Roundup: Top advisor to Thatcher says Britain should walk away from EU now

(160703) -- LONDON, July 3, 2016 (Xinhua) -- People take part in a march against the outcome of the recent EU referendum, in London, Britain, July 2, 2016. Around 40,000 people attended the anti-Brexit march after a petition with 4 million signatures was submitted to the parliament, calling for a second referendum. (Xinhua)

People take part in a march against the outcome of the recent EU referendum, in London, Britain, July 2, 2016. (Xinhua)

LONDON, Aug. 6 (Xinhua) — The economic guru who acted as an advisor to former British prime minister Margaret Thatcher says new premier Theresa May should walk away “lock, stock and barrel” from the EU without negotiating an exit deal.

The new department set up by May to work out an exit strategy insisted Saturday that the mechanism for London and Brussels parting company will not be triggered before the end of this year.

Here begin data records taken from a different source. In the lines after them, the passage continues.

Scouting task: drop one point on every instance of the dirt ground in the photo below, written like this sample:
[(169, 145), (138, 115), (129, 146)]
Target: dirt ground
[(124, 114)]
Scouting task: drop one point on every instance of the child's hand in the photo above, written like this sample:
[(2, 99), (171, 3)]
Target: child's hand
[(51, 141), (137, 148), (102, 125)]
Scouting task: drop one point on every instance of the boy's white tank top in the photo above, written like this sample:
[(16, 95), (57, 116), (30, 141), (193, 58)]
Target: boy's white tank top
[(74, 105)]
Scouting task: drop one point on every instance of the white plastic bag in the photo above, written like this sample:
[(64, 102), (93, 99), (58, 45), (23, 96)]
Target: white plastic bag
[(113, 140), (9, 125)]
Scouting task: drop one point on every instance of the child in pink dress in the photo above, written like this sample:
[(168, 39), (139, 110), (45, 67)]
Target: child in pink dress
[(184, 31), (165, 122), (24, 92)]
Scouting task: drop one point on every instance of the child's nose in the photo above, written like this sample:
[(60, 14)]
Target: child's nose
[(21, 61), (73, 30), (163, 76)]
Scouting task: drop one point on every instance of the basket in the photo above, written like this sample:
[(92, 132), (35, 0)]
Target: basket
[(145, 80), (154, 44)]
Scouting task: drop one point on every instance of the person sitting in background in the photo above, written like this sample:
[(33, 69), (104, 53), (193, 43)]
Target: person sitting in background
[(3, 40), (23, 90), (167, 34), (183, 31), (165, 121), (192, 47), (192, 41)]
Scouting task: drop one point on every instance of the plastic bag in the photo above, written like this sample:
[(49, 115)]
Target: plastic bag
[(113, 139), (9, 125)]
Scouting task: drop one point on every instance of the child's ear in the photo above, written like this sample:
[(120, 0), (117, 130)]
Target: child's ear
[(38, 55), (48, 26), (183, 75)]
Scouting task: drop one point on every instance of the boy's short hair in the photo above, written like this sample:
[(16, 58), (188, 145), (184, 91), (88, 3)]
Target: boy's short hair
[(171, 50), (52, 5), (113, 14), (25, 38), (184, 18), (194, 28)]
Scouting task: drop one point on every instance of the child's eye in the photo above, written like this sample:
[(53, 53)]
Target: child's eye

The call by Professor Patrick Minford has won backing from one veteran Conservative politician, the Daily Express newspaper reported Saturday.

Former cabinet minister John Redwood MP supported the call for Britain to make a rapid exit from the EU.

He told the newspaper: “I don’t want our 10 billion pounds (13 billion U.S. dollars) annual contribution to Brussels to continue a moment longer than it has to.”

Minford, professor of applied economics at the University of Cardiff, said recent surveys showing a rise in growth in Britain were being “conveniently forgotten by doom-mongers”.

Minford said: “The reality is that the situation of ordinary households today has never been better: real disposable incomes are rising at more than 3 percent and employment levels are at a record.”

“Credit is easily available; and the Bank of England has (with the interest rate cut to 0.25 pct) made that easier still. The pound has dropped around 15 percent, as it usually does when the UK hits a bump in the road, and this represents a far bigger monetary stimulus than the Bank’s 0.25 percent cut in interest rates,” Minford said.

Minford welcomed progress by new International Trade Secretary Liam Fox for “getting off to a strong start in negotiating draft free trade agreements (FTAs) with countries around the world.”

“These countries will then lower their tariffs and trade barriers against us, and we ours against them,” suggested Minford.

“Once these high-visibility trade agreements are signed we should make sure we trade freely with all the rest of the world. Our ultimate aim should be to achieve unilateral free trade with all countries,” said Minford.

Describing the EU single market as highly protectionist, Minford claims it raises the prices of both food and manufactures by around 20 percent for UK consumers, adding: “When we leave the EU, protected prices will be replaced by world prices.”

He called on the “Ministry of Brexit” to withdraw Britain from Europe’s single market and move to unilateral free trade.

He said Theresa May should “save us all time and policy delays by simply walking away from the EU, lock, stock and barrel”.

A spokesman for the Department for Exiting the European Union said: “As the Prime Minister has previously said we will not trigger Article 50 before the end of 2016. We first want to have a UK-wide approach and clear objectives for negotiations settled. That’s the best way to get the best deal for Britain and make a success of Brexit.”